The bug is caused by the following errors:

  • There is no need to wait for the network is up. The Ubuntu itself has the _netdev mount flag that will retry the mount for each time that an interface brings up;
  • However, it's necessary to wait for the GlusterFS Server daemon (for mounts using localhost);
    • This was implemented in an old commit in the GlusterFS upstream project. However, this commit was overwritten;
  • It's wrong to use the wait-for-state upstart task to wait for a signal. It's used to wait for a job. static-network-up is an event signal, and not a job;
    • This is why the "Unknown job: static-network-up" is logged;
  • It's wrong, when waiting for a job to be started, not passing the WAIT_STATE=running env var because it's not the default in wait-for-state.

Solution

/etc/init/mounting-glusterfs.conf:

author "Louis Zuckerman <[email protected]>"
description "Block the mounting event for glusterfs filesystems until the glusterfs-server is running"

instance $MOUNTPOINT

start on mounting TYPE=glusterfs
task
script
  if status glusterfs-server; then
    start wait-for-state WAIT_FOR=glusterfs-server WAIT_STATE=running \
        WAITER=mounting-glusterfs-$MOUNTPOINT
  fi
end script

PS: Use also the _netdev option in your fstab.


I ran into this as well, and want to preface this answer with the statement that I am not an expert in this area so its possible there is a better solution to this!

But the issue seems to be that static-network-up is an event, not the name of an upstart job. However, the wait-for-state script expects a job name to be passed in as WAIT_FOR value. Thus, the error of "Unknown job" as you discovered above.

To resolve the issue I changed /etc/init/mounting-glusterfs.conf, changing:

exec start wait-for-state WAIT_FOR=static-network-up WAITER=mounting-glusterfs-$MOUNTPOINT

into:

exec start wait-for-state WAIT_FOR=networking WAITER=mounting-glusterfs-$MOUNTPOINT

networking is the name of an actual job (/etc/init/networking.conf) and I believe the job that typically emits static-network-up.

This change worked for me on Ubuntu 14.04.

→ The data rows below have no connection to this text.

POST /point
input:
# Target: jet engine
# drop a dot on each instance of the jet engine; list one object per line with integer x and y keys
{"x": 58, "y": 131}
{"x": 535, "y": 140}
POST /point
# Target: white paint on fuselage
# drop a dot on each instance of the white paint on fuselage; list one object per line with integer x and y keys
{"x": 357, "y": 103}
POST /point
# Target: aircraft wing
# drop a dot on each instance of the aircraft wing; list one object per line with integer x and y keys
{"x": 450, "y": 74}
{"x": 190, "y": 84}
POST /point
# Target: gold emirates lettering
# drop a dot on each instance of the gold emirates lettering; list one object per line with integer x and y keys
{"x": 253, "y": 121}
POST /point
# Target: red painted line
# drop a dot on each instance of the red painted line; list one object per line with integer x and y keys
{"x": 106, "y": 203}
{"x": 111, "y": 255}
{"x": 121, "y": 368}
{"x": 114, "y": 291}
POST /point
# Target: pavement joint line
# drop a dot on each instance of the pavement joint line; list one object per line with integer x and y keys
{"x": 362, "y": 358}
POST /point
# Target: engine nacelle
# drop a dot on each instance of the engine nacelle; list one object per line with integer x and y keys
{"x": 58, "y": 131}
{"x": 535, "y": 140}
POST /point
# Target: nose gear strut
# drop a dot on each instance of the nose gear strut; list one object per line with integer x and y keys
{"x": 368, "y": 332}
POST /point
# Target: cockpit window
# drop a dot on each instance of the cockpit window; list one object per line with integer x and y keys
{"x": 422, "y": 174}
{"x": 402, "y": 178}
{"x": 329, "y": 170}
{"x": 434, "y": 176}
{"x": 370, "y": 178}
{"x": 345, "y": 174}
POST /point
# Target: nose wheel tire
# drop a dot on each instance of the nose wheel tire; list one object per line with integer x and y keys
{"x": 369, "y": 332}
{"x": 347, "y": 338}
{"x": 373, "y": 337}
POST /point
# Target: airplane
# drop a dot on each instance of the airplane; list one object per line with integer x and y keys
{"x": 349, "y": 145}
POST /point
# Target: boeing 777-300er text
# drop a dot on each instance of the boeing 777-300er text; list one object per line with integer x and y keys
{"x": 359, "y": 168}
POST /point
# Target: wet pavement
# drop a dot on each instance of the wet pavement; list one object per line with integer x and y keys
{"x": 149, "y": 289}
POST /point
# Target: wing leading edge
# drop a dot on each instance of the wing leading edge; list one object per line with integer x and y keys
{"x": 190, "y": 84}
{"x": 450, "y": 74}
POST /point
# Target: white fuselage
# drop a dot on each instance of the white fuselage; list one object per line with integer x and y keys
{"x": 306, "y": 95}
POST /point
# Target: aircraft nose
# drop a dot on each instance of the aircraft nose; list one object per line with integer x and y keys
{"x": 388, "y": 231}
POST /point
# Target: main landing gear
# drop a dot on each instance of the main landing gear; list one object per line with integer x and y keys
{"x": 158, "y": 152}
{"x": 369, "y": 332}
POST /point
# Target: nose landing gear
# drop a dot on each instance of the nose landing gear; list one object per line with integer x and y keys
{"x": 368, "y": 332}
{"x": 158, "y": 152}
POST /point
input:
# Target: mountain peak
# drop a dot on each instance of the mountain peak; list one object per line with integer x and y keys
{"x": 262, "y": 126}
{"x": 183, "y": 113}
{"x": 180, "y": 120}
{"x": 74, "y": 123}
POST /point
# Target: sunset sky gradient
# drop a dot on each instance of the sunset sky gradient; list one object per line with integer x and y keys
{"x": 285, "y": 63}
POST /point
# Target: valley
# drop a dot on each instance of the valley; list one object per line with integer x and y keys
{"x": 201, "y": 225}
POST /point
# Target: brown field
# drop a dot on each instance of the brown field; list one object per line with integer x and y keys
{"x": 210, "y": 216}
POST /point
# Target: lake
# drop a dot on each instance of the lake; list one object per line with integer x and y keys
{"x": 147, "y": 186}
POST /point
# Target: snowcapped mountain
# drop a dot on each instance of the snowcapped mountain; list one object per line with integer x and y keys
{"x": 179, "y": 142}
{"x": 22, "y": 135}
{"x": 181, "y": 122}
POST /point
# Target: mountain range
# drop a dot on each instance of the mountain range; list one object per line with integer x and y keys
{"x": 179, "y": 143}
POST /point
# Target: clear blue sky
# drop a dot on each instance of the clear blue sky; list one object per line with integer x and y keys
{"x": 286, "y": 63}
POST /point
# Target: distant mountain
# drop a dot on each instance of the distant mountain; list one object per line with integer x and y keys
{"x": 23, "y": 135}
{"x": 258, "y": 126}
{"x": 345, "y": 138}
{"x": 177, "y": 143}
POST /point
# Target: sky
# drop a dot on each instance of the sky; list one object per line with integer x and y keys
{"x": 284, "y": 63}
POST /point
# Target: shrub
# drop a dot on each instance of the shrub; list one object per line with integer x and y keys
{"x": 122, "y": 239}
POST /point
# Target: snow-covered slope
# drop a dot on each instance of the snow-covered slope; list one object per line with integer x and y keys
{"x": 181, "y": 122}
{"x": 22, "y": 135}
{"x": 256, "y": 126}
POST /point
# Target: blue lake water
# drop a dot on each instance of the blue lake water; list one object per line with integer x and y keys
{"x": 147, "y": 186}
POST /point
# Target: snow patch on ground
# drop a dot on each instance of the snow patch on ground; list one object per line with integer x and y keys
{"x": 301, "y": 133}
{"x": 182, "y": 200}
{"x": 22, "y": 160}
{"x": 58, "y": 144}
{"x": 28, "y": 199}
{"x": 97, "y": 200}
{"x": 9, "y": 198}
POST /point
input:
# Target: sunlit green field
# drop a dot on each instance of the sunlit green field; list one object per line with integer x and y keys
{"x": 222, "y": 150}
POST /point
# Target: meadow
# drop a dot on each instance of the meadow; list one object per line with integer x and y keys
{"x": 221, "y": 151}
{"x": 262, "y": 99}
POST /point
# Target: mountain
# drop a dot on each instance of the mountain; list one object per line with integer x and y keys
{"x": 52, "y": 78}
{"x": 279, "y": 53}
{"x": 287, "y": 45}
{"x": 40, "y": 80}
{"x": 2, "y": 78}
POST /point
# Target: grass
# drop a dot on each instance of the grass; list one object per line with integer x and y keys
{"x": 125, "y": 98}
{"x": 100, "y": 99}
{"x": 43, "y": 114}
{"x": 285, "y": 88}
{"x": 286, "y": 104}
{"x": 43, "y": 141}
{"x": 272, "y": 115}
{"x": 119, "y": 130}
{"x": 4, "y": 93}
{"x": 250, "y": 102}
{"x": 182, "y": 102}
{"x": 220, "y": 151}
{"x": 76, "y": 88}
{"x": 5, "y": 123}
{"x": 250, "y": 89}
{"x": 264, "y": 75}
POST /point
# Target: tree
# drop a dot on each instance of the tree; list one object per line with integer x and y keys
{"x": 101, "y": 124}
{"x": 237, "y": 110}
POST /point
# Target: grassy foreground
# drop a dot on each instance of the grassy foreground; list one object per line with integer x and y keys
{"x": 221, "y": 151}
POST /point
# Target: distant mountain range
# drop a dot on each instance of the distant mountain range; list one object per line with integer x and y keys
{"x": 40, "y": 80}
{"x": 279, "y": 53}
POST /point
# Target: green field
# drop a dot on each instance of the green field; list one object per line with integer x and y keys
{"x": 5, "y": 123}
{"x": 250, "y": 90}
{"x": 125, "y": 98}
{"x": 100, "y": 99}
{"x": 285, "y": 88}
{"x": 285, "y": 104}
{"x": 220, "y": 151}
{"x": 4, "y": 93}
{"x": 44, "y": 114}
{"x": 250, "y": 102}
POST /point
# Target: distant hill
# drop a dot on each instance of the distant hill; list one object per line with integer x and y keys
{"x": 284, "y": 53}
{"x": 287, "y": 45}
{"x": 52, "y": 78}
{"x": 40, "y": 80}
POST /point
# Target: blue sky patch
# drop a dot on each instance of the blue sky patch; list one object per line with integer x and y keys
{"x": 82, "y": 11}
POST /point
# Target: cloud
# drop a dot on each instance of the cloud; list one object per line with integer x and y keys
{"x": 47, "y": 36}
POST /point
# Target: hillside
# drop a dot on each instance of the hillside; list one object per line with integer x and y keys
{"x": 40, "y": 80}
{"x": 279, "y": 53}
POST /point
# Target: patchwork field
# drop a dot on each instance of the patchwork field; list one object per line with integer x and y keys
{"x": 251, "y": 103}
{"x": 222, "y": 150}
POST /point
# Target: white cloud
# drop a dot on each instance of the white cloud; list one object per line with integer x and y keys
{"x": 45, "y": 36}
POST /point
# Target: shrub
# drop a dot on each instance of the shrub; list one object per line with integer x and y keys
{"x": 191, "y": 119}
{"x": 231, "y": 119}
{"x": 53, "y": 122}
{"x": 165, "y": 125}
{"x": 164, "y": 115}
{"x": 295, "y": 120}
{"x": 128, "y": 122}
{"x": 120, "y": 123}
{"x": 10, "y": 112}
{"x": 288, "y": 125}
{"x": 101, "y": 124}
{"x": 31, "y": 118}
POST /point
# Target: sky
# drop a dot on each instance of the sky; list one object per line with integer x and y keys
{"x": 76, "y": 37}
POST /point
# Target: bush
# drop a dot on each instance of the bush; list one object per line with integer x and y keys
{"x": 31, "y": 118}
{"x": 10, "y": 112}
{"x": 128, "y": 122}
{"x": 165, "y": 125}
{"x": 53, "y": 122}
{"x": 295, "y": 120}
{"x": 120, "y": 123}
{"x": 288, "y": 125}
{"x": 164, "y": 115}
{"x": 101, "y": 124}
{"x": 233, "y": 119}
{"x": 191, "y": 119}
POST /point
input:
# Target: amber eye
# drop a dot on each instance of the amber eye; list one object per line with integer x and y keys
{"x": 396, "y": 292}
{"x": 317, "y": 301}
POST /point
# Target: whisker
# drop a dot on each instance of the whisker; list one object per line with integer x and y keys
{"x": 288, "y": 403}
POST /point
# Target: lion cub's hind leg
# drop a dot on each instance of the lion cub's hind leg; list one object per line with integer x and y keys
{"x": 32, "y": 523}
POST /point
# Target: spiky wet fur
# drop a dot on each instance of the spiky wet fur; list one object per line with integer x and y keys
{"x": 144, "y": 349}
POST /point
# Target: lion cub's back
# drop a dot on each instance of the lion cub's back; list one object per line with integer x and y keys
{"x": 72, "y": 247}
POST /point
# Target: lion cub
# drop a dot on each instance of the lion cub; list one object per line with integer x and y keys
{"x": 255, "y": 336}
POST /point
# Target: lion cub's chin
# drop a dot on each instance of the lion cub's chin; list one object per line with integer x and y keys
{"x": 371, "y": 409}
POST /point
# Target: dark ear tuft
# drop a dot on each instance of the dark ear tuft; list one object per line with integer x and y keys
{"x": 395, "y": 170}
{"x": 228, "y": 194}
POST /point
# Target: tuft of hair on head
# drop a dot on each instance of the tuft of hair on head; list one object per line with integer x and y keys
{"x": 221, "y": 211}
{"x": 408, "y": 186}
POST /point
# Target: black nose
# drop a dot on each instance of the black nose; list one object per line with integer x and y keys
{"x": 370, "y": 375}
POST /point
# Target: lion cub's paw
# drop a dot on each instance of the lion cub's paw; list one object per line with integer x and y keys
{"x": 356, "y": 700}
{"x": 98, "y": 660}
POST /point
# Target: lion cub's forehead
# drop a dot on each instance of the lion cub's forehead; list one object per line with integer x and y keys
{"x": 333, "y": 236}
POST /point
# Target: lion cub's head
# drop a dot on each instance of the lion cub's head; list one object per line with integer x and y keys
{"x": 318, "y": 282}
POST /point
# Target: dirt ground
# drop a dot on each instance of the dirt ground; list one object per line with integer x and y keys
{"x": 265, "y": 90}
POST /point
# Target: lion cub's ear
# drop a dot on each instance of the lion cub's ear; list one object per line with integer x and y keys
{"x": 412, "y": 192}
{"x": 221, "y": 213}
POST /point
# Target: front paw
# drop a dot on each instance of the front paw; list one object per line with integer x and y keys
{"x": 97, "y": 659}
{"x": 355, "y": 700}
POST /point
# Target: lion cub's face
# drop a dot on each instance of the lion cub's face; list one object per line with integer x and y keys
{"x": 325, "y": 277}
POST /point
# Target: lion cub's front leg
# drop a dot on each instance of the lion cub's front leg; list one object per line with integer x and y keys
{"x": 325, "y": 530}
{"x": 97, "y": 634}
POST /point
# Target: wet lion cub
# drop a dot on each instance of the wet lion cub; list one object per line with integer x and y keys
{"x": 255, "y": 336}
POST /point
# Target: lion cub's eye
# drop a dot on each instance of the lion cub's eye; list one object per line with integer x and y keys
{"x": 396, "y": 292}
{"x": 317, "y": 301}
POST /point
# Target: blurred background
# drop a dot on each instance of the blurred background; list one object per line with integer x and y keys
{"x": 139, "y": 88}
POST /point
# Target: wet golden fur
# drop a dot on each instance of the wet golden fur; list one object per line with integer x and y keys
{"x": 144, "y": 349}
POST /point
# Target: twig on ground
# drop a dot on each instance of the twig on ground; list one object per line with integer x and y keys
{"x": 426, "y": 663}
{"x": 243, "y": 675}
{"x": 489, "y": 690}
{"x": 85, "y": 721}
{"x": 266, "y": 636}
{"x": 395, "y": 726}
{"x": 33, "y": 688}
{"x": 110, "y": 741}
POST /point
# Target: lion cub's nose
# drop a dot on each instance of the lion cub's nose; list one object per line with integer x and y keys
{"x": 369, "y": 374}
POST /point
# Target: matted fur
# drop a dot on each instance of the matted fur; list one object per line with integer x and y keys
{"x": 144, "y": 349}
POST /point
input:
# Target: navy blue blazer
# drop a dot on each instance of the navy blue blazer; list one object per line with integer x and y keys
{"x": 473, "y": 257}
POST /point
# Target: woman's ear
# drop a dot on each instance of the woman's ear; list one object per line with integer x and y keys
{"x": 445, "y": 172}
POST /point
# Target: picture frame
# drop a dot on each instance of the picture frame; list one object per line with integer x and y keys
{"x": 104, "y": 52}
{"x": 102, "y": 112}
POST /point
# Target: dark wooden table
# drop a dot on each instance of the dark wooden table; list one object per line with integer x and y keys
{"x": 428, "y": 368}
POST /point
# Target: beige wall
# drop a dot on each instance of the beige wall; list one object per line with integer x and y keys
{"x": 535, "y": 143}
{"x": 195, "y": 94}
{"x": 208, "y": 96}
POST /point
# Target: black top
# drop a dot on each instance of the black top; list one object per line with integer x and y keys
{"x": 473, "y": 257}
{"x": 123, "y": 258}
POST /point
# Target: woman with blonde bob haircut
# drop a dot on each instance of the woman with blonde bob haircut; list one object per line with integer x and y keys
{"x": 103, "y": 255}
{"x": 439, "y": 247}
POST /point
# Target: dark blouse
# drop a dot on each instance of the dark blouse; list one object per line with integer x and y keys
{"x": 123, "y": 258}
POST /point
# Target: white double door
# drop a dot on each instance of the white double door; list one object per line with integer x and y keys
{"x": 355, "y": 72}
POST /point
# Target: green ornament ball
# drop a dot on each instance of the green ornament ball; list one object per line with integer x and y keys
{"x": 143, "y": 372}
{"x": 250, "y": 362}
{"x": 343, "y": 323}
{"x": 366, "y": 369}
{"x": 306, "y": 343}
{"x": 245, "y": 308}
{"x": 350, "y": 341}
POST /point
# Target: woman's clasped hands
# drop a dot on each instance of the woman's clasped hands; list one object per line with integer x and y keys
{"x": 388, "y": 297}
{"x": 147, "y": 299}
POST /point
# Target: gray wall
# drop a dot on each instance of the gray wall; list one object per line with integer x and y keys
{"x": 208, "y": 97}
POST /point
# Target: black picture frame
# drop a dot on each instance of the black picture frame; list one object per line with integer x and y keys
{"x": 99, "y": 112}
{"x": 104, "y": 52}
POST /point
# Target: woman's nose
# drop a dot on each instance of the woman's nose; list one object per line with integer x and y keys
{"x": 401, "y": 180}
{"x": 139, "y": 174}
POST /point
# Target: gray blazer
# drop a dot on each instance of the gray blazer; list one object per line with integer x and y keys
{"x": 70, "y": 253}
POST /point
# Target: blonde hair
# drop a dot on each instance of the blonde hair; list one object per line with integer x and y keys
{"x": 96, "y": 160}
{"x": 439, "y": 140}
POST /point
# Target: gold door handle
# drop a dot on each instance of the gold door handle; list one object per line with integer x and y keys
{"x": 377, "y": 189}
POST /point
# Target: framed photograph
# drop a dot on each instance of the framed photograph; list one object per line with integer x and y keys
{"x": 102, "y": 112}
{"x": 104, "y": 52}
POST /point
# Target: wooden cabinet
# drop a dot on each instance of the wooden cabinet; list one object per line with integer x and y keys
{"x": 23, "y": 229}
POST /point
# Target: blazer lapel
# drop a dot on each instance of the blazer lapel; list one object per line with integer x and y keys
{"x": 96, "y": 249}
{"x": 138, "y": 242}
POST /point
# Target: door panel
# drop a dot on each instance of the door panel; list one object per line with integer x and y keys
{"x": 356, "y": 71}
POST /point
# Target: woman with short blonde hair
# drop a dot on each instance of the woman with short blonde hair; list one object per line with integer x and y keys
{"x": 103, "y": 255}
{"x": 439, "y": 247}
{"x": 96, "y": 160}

Thanks for the detailed explanation, I think I understand a lot more than earlier. Latest solution is almost working. The problems (actually one, since the first implies the second):

  • local shares (127.0.0.1:/share) still not mounted
  • mounted TYPE=glusterfs never satisfied, so the services which are dependent of the mounted TYPE=glusterfs state

/etc/fstab:

127.0.0.1:/control-share /mnt/glu-control-share glusterfs defaults,_netdev 0 0

/etc/init/mounting-glusterfs.conf: copied from above

/etc/init/salt-master.conf:

description "Salt Master"

start on (mounted TYPE=glusterfs
          and runlevel [2345])
stop on runlevel [!2345]
limit nofile 100000 100000
...

The local share must be mounted by hand, or by some automatism, salt-master must be started by hand after all reboots.

Noticed later: the above WAIT script in mounting-glusterfs... blocks the whole boot procedure, seems like glusterfs-server state never reaches running.